Kailua’s History: The Timeline of a Paradise

Thousands of years ago, around 500 A.D., it was believed that ancient Hawaiians resided in Kailua, mostly on the slopes around the Kawainui Marsh. The archeological evidences in the marshland are proofs that the first Hawaiian residents of Kailua used to live beside a cove and fished because the topography is not suitable for land tilling.

Kailua is also a mother of many legends. Written and told stories that are kept in Hawaiian State Libraries can attest that. These include the menehune who are evening workers in Kaiwainui Marsh and mo’o which seems to be a giant lizard that attracts fishes.

Before Captain Cook came, Kailua had a considerably big population and used to be the capital of O’ahu’s kings. This place became known when King Kamehameha I dominated O’ahu and made Hawaiian Islands unite. Subsequently, Kaiwainui Marsh, the old Kailua, and the freshwater and saltwater ponds at Mokapu were rewarded to the fighters and chiefs who were part of the King’s quest. And instead of continuing the fishing in the place, they cultivated the land with crops like sugarcane, rice, and taro. They also used it for cattle raising.

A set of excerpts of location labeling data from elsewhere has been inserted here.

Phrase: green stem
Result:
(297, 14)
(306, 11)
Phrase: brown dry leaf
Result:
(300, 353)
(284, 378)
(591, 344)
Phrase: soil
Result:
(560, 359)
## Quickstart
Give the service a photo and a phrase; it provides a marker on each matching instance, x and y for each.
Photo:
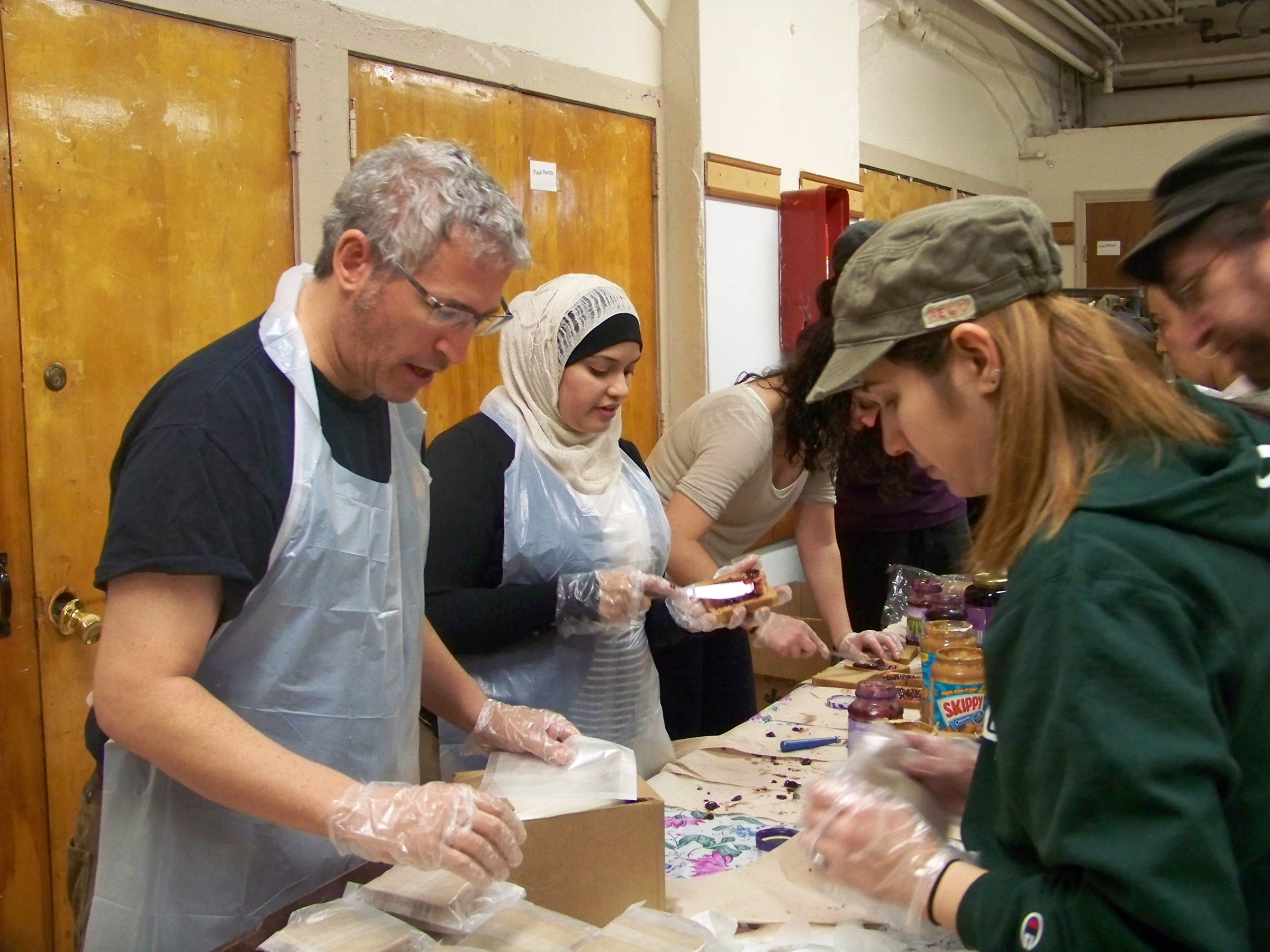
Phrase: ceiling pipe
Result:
(1090, 30)
(1195, 62)
(1042, 40)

In the 1940s, Kailua’s appearance became far from its ancient landscapes. From Kaneohe Ranch’s agricultural land, parts of it became the Navy base and the Army’s Fort Hase. It was the time when the government needs to put up structures for the military because of World War II. The owner of the ranch Harold K.L. Castle donated the land for post-war development.

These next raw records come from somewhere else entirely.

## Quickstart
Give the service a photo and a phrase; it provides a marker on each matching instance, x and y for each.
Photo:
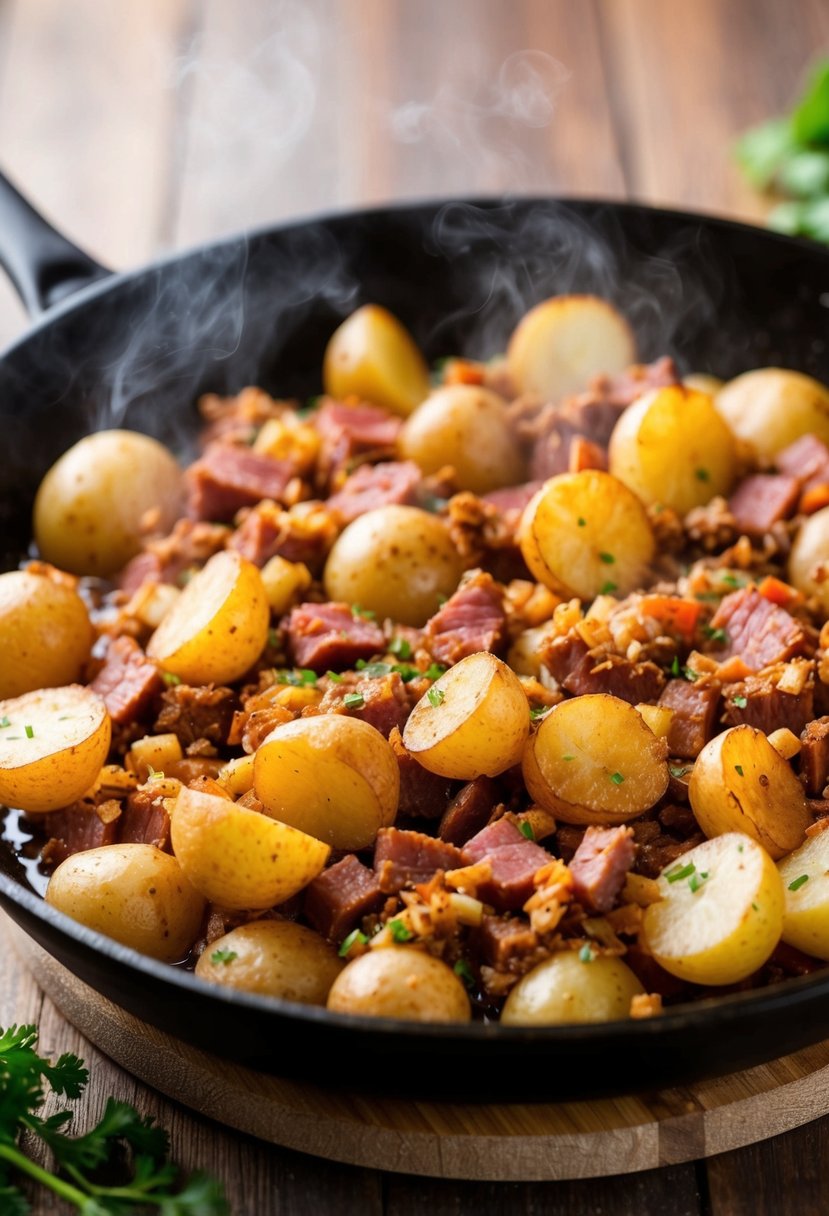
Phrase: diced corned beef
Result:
(331, 637)
(350, 431)
(226, 478)
(423, 794)
(471, 620)
(340, 896)
(128, 681)
(815, 756)
(197, 713)
(763, 500)
(806, 459)
(140, 569)
(514, 861)
(384, 703)
(757, 630)
(270, 532)
(469, 811)
(145, 821)
(694, 714)
(501, 939)
(376, 485)
(599, 866)
(760, 702)
(190, 544)
(513, 497)
(581, 670)
(402, 859)
(75, 829)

In the late 1950s, Kailua started to recover from the injury of World War II and became urbanized. A highway that tunnels through the Ko’olau Mountains was built and commercial shops like a small Liberty House (now Macy’s) opened, commissioning three employees. It was upgraded to a department store in 1953 with 17 times more than its original number of employees. Kailua also pioneered the first bowling alley, a telephone company branch office, and the first supermarket in Hawaii, which became a state by the end of 1950s. Kailua, at that time, became the official postal destination. By 1992, the town’s population grew from 24,402 (1960) to 50,000 residents.